尽管这里没有得道的高僧,却是有着两个娇憨无比的小百灵鸟,幽雅脱俗的环境以及平日里难得的清静与轻松,这样的小院子,干净,自然,处处透着原始、妩媚,纯真的味道。我笑,好似这次倒是因祸得福呢。
就这样,一杯茶,一碟点心。门前,挂了锦帘,而我,便闲闲的倚在厅前竹椅上精神恍惚着想像着之前的种种,由前生,到今世。由现代的云心然,到这个乾元年间的凤若惜,想太子的霸道,想二皇子迷般的心思……就这样往昔的一幕幕宛若电影旧片般在我的脑海里回放个不停。门外,天空是灰蒙蒙的阴,没有了春日里那种迷人般的谌蓝。心中瞬间也压上了一种说不上来的压迫感。
——不是说,古代的生活是很缓慢的那种?
为什么我的生活在古代却比现代的节奏还要快?算计来的还要多?
越想越恼,越恼越郁闷,那么,不想了吧。嘴角抿紧,端起手中的清茶轻吮,望着杯中的茶叶起起浮浮的打着转,宛若人生的浮浮沉沉,便想,该是怎样的生活,就那样,一路走下去吧。不管怎样的,尽心了,就好了吧。
第四日。午饭用过,软红软玉已没了我刚来时的拘束,缠着我问这问那,对于我在外面的故事是好奇个不停。对于身分,我只是对她们一语带过的说自己是一个富家之女,莫名的遭劫,遇到他们公子把我救下。两个小丫头竟然也相信,他们的主子就这么容易救一个人的么?张了张嘴又合下,想想,还是保留着她们心底的美好吧。
说到最后,实在是被缠得无法,“取筝来。今天弹筝给你们听好了。”
软红一嘟小嘴,小小声的反抗道“姑娘就应付我们吧,弹筝我也会嘛。”
我轻轻一笑,“今天我让你们听一首好听的歌呢,保你们两个小丫头没听过。”
古筝。是中国最古老弹弦乐器之一。早在春秋战国时期,就已盛行於陕西和甘肃一带。公元前7年李斯上书秦始皇时,曾如此描述当时民间筝歌场面:“夫击瓮叩,弹筝搏而歌乎鸣鸣,快耳目者,真秦之声也。”之后,筝常因此被称为“秦筝。
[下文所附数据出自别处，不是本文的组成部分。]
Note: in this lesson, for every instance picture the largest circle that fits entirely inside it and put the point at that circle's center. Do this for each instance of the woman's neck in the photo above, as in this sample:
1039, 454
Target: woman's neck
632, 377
转轴,挑弦,几个清音自然滑出,清脆均匀,纯朴中透着高雅。筝面、底板采用木纹顺直、沙眼大的沙桐木,筝柱为紫檀所成,长140、首宽.5、尾宽0厘米,好筝。珍品呢。我轻赞。
“那肯定。”软玉听我一赞,不由的扬了眉,娇声道,“这可是公子特意寻了来送给姐姐的呢。”
“软玉。”软红的小脸已是红苹果般的可爱。